Tokenizers
Interface definitions for tokenizers. The classes in the module are segmented into two abstract types: Trainers and Tokenizers. They are kept separate because the parameters used to train a tokenizer are not necessarily loaded back in and utilized by a trained tokenizer. While its more explicit to utilize two types of classes, it also removes any ambiguity in which methods are able to be used based on training or tokenizing.
Trainers require a specific configuration to be provided. Based on the configuration received, the tokenizer trainers will create the actual training data file that will be used by the downstream training process. In this respect, utilizing at least one of these tokenizers is required for training since it is the tokenizers responsbility to create the final training data to be used.
The general process that is followed when using these tokenizers is:
Create a trainer instance, with desired parameters, including providing the config as a required param.
Call the annotate_data
for your tokenizer trainer.
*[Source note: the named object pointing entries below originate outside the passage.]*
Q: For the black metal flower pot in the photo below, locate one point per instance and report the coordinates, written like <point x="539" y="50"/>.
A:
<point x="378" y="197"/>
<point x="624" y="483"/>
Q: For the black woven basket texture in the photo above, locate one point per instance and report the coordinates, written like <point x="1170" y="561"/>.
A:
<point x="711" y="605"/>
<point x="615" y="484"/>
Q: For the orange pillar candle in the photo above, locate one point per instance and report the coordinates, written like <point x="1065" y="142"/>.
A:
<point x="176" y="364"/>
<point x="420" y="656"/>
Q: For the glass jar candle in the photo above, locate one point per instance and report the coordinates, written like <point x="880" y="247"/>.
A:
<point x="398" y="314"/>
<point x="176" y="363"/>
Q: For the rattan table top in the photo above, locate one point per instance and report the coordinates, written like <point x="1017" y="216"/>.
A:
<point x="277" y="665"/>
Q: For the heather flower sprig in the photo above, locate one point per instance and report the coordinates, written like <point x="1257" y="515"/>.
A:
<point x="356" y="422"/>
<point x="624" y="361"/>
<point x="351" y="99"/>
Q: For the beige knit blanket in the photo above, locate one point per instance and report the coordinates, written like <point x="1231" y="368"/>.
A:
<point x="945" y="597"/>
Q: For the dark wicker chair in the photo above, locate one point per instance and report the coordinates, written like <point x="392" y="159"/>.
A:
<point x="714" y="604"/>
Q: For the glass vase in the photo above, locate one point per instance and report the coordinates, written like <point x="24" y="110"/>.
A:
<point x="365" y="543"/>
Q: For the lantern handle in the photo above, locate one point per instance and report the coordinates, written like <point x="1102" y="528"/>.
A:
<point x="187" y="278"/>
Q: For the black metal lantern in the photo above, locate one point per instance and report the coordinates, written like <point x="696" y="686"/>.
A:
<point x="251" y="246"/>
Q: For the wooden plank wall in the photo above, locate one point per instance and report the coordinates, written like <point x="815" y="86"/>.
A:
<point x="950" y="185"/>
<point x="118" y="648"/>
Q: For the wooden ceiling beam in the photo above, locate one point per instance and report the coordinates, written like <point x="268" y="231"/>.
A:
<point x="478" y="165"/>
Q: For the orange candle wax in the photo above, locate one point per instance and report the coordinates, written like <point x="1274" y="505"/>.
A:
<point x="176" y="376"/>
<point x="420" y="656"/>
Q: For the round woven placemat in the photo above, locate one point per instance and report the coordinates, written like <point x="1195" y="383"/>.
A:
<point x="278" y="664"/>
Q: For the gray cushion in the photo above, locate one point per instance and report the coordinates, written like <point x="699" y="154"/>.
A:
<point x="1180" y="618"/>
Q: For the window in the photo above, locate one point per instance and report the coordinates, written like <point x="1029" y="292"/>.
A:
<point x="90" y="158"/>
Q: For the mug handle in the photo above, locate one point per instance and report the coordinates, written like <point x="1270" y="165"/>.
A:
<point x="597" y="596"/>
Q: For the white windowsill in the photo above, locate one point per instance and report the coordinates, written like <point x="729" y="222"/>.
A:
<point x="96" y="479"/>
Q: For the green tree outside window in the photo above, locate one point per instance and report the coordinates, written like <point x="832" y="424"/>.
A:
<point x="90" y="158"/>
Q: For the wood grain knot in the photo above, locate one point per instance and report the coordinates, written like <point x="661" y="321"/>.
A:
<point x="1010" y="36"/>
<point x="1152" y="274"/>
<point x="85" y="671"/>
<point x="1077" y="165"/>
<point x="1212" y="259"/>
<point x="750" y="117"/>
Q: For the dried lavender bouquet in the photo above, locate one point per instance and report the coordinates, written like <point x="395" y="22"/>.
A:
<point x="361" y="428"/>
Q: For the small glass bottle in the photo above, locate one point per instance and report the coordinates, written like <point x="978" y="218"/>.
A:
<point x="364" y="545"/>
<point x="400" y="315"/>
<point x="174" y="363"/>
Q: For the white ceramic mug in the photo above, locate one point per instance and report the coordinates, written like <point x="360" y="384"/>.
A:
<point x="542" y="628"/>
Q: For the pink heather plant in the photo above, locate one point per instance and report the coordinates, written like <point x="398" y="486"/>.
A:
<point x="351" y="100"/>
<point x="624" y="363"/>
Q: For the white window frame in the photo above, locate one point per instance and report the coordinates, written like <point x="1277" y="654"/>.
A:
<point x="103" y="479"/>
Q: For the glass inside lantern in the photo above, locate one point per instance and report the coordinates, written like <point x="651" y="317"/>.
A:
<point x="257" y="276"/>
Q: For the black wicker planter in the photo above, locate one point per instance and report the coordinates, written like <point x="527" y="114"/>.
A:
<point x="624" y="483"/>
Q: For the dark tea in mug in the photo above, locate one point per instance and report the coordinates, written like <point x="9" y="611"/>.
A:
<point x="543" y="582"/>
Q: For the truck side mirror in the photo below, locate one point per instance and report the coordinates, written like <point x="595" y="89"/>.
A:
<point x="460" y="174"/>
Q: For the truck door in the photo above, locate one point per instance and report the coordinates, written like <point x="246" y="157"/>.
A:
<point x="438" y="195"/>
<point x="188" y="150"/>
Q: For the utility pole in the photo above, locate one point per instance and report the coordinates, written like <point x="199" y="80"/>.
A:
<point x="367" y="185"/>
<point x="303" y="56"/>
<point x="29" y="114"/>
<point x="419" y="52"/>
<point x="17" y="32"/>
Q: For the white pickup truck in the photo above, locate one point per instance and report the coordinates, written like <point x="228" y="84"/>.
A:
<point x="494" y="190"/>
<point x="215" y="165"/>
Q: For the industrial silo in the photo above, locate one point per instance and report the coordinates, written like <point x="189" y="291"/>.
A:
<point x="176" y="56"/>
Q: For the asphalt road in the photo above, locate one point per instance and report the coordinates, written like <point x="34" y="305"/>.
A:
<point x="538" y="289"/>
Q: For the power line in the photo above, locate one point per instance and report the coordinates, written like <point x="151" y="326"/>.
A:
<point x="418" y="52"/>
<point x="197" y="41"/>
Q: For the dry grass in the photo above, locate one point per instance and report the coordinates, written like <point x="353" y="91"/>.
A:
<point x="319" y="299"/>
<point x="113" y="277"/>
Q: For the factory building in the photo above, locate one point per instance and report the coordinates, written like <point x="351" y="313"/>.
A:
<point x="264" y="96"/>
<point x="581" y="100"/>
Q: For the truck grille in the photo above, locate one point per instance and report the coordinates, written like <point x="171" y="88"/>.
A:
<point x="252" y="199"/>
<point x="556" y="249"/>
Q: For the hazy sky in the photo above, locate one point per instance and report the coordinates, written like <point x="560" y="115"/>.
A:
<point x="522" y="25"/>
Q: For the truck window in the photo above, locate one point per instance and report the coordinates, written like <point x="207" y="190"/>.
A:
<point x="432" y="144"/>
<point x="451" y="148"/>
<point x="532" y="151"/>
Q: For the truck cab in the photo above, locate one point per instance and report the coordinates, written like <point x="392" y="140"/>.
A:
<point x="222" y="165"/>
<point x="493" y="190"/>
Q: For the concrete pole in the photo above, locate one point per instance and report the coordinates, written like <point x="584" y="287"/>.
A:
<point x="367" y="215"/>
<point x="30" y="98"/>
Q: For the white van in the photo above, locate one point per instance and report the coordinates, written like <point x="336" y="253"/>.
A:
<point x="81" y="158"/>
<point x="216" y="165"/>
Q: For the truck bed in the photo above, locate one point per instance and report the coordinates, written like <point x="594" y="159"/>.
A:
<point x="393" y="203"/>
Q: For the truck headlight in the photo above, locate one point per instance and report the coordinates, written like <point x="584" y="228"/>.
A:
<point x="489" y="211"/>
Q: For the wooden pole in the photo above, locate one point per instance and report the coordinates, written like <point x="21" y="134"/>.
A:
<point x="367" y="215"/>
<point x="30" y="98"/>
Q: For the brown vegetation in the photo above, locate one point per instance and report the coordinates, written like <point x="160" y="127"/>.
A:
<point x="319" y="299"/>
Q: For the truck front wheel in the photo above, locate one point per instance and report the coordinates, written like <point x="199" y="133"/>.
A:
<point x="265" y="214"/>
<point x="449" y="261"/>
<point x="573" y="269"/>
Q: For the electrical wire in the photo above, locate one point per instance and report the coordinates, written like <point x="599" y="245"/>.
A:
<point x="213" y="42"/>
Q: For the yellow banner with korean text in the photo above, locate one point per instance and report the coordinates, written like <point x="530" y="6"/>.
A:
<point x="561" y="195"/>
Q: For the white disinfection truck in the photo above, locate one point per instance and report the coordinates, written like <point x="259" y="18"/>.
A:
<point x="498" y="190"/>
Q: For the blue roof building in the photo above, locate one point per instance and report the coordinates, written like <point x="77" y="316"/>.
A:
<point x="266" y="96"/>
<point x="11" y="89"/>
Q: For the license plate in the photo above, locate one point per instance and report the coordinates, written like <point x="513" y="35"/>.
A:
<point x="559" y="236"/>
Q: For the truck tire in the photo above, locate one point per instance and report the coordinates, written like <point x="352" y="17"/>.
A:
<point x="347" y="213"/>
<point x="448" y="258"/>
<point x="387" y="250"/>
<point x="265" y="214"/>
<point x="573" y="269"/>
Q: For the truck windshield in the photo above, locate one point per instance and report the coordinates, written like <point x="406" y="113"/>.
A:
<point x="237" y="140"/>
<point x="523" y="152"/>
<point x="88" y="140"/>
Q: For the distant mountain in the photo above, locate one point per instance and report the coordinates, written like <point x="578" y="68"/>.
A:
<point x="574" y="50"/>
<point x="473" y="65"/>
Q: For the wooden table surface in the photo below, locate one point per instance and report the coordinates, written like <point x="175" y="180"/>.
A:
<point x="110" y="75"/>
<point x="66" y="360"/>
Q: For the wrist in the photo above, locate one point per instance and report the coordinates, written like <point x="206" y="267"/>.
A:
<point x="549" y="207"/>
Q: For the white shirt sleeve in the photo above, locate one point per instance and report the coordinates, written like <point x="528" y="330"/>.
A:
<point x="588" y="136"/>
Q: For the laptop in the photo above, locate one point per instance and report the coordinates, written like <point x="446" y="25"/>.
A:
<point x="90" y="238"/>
What is important to note here
is that this method actually iterates the input data line by line, and does any special processing, then
writes a new data file that will be used for actual training. This new data file is written to the
model directory.
Call the train
method, which will create your tokenization model and save it to the model
directory.
Now you will use the load()
class method from an actual tokenizer class to load that
trained model in and now you can use it on input data.
- class gretel_synthetics.tokenizers.Base
High level base class for shared class attrs and validation. Should not be used directly.
- class gretel_synthetics.tokenizers.BaseTokenizer(model_data: Any, model_dir: str)
Base class for loading a tokenizer from disk. Should not be used directly.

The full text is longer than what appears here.